The *transaction_payment_value* is sample from a normal distribution with mean equals the mean_spend parameter and the stardand deviation  equals the std_spend parameter:

``` python
list(np.random.normal(transaction_mean_value, transaction_std_value, n_rows))
```

## How to use

You can start the use of RandomDataGen with this example code:

``` python
from random_data_gen.data_generator import TransactionalDataGenerator

TRGenerator = TransactionalDataGenerator(
    n_rows=1000,
    n_consumers=100,
    transaction_mean_value=100,
    transaction_std_value=10,
    first_transaction_date="2020-01-01",
    last_transaction_date="2021-01-01",
)

df = TRGenerator()
```

In this snippet we defined a dataframe with 1000 rows, 100 unique users, a mean spend in transactions of 100u.m., a standard deviation in transactional spend of 10u.m., the first transaction date (2020-01-01) and the last transaction date (2021-01-01).

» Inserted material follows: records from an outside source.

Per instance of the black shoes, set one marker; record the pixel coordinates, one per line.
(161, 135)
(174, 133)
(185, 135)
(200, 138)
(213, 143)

The dataframe returned is in the form:

```
| consumer_id |     transaction_created_at    | transaction_payment_value |
|:-----------:|:-----------------------------:|:-------------------------:|
|     234     | 2020-01-01 00:00:00.000000000 |           120.10          |
|      43     | 2020-01-01 08:47:34.054054054 |           87.10           |
|     321     | 2021-10-23 10:27:12.092356134 |           12.98           |
|     3123    | 2020-12-30 21:37:17.837837840 |           12.84           |
```

The shape of this dataframe is defined by the parameter *n_rows*.

## Contribute

To contribute you need to install [Poetry](https://python-poetry.org/).

After installing, you need to clone this repo and run the following command:

```
poetry install -n
```

Before sending the code to the repo, you need to run:

```
make format
```

To apply the project style to the new code.

And after that, run:

```
make check
```

This command will check your code with flake8 and pytest.